Kumashiro typically defines common sense as the general knowledge or norm held by a group. People may hold different common sense ideas due to geographical location, field of study, culture, etc. For Canadian teachers, common sense in the classroom may include the routine of a day being classes, recess or lunch breaks, more classes, then home. It looks like twice as many English classes than Physical Education because English is more important. It tells is that curriculum is the most important thing to teach and the only knowledge that kids need to succeed. Studies, professionals, and leaders tell us what our common sense should be in our lives, whether it is right or wrong we often don’t question it because “that’s just how it is”.

It is important to pay attention to common sense in both ourselves and others. Because common sense thinking isn’t really taught but rather learned behaviour of how things are supposed to be, it’s hard to disrupt from the inside. Often we think that our own common sense is the only way to do something or think, so we subconsciously push out any alternative views. By recognizing this, we will not only open our eyes to other perspectives, but have the ability to share ideas.

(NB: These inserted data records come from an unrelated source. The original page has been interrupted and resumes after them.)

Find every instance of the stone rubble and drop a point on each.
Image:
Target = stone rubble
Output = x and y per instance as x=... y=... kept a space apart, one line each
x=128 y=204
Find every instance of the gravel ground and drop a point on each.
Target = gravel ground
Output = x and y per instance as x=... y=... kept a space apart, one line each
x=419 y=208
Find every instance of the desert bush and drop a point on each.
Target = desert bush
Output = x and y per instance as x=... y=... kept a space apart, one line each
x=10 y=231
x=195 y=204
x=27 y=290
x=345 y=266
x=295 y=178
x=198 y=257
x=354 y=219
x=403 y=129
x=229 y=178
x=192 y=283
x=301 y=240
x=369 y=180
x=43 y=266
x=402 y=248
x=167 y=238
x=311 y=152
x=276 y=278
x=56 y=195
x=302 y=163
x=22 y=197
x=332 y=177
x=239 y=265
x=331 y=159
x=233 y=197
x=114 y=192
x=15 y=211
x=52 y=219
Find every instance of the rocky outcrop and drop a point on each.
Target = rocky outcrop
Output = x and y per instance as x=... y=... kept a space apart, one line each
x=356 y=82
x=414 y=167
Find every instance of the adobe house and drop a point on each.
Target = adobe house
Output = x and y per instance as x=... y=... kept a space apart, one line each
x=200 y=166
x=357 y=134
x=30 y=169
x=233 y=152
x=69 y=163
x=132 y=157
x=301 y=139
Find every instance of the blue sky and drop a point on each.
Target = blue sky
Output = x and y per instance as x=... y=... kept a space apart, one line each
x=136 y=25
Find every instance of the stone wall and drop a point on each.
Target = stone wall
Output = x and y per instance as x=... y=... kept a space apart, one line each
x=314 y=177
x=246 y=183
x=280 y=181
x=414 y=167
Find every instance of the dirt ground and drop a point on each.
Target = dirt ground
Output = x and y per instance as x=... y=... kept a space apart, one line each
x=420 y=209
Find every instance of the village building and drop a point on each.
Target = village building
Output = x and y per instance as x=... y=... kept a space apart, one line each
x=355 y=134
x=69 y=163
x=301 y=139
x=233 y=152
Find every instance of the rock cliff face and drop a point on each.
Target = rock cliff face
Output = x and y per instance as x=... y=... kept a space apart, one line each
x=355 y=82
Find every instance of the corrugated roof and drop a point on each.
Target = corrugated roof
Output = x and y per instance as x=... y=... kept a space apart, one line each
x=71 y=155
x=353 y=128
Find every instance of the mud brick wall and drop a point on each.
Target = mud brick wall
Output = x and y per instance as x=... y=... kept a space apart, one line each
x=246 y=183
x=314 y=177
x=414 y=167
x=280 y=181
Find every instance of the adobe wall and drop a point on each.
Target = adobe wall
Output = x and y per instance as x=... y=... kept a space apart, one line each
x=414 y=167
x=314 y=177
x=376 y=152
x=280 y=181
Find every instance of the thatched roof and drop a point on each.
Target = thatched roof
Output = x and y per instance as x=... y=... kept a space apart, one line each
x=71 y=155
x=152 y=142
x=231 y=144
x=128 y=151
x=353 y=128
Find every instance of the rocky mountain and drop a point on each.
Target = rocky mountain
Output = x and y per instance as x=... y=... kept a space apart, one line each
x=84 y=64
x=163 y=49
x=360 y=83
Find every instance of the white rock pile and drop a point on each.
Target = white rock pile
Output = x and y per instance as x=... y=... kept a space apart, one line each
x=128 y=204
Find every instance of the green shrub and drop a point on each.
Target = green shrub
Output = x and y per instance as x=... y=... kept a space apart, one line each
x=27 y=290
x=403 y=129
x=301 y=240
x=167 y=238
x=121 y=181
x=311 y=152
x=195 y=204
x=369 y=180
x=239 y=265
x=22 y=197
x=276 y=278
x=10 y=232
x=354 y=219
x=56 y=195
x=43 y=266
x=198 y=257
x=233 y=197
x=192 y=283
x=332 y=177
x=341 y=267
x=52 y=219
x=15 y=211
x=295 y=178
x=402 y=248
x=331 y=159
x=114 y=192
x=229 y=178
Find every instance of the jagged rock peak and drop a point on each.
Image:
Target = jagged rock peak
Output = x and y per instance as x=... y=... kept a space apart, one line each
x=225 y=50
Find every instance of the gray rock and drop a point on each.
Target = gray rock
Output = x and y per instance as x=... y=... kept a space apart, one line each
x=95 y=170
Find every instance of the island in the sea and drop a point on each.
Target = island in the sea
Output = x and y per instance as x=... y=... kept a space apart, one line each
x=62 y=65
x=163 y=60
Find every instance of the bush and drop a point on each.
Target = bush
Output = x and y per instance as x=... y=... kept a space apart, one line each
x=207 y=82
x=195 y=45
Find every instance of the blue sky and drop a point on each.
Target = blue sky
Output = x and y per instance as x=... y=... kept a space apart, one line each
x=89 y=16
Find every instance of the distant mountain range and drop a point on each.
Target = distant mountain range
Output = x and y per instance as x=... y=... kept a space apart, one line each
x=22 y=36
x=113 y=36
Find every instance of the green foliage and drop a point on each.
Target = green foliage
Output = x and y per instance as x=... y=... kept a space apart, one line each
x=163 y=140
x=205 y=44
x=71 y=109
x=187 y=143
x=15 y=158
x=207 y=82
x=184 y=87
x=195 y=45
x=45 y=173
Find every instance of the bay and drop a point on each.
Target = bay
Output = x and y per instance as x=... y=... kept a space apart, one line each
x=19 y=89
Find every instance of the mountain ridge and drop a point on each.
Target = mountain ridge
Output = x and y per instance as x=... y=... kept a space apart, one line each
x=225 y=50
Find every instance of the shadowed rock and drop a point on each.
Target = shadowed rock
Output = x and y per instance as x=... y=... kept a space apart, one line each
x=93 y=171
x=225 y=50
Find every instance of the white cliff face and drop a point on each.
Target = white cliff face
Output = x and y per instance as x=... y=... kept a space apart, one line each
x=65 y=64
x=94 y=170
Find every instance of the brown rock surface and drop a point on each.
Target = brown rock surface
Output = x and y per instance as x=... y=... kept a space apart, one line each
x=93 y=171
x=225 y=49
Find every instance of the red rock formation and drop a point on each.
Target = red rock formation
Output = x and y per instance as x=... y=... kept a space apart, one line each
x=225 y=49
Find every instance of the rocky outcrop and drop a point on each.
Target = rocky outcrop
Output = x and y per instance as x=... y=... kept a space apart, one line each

We will learn that just because we are accustomed to a certain way doesn’t mean it’s the right way. By criticizing our own common sense, we can find the oppressive and invasive ideas we hold. Kumashiro identifies the United States’ ways of teaching as oppressive as they believe their way is the best and only way so other countries should adopt it. When we challenge the ideas that are known as common-sense, we transition to thinking of “could” instead of “should”, opening the door to possibilities.

As teachers we need to challenge this, like many other things we stand up for, and refuse to follow and lead by only one common sense. It is essential for us to lead with an open mind, with alternative ways of thinking, and teaching that there is not always just one right way or answer.